|Shares Out. (in M):||147||P/E||0.0x||0.0x|
|Market Cap (in $M):||460||P/FCF||0.0x||0.0x|
|Net Debt (in $M):||-10||EBIT||0||0|
Summary – The NASDAQ biotechnology index is up almost 40% YTD. This meteoric climb in the index has created a number of overvalued companies and ample short sale opportunities. This report concerns a company called Navidea (Ticker – NAVB) which I believe to be grotesquely overvalued. What makes Navidea, a company that is developing medical imaging agents such a good short is the fact that it is overvalued even if their product is approved. Since this product was very recently rejected by the FDA on9/10/12, the short is even more compelling. My incredibly generous estimate of NAVB’s fair value is $1.00. That is 68% below where the stock presently trades.

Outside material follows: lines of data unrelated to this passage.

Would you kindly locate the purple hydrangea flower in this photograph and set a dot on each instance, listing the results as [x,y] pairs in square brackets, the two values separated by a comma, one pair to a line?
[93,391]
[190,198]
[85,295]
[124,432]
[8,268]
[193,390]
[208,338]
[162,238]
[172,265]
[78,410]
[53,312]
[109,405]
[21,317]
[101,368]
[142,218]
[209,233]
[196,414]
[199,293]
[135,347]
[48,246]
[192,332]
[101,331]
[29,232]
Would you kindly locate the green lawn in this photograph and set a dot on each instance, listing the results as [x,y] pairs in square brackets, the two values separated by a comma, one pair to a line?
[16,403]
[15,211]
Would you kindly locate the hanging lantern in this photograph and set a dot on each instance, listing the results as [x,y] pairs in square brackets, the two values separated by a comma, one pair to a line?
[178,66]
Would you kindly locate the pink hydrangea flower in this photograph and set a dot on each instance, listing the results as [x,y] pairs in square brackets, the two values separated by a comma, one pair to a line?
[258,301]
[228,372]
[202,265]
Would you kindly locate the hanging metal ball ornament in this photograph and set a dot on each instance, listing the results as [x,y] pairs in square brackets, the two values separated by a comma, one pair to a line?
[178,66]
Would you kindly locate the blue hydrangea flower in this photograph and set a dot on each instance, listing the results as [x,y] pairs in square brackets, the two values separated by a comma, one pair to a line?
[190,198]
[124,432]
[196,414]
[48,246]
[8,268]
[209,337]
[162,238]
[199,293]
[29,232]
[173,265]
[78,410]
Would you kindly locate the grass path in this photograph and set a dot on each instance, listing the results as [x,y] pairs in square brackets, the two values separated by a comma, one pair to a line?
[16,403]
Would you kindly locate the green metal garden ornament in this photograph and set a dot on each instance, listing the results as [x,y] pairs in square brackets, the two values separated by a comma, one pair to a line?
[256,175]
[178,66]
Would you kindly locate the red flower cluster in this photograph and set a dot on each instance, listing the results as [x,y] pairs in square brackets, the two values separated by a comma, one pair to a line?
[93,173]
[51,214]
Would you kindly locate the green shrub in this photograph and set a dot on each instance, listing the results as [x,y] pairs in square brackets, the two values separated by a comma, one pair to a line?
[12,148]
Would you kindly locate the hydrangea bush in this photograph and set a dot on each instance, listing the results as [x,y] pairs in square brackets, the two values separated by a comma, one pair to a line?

Let’s start by taking a look at Navidea’s capital structure.
The company’s capital structure consists of:
103,495,392 common shares outstanding
19,685,400 shares of common stock upon the conversion of from Series B Convertible Preferred shares
333,333 shares of common stock upon the conversion of Series C Convertible Preferred shares
3,226,000 of stock options
17,500,000 warrants exercisable at an average price of $0.56 per share
All combined for a grand total of 147,264,055 shares fully diluted for a diluted market cap of $460.9 million
The company owes Hercules $6.573 million in principal due December 2014. This note accrues at an annual interest rate of 10%. Navidea also has a lending facility extended to them by their largest shareholder. There is $15 million available on this facility at 10% per annum compounded monthly2.
$5.5 million per quarter (much of this goes to pay management’s salaries)
Navidea’s financial position is terrible and the terms on which their largest shareholder is willing to loan them money reflect this. It seems likely that the company will need to finance and this could serve as a catalyst that brings the shares closer to fair value. Even if the company draws down their credit line completely, it only delays the inevitable financing.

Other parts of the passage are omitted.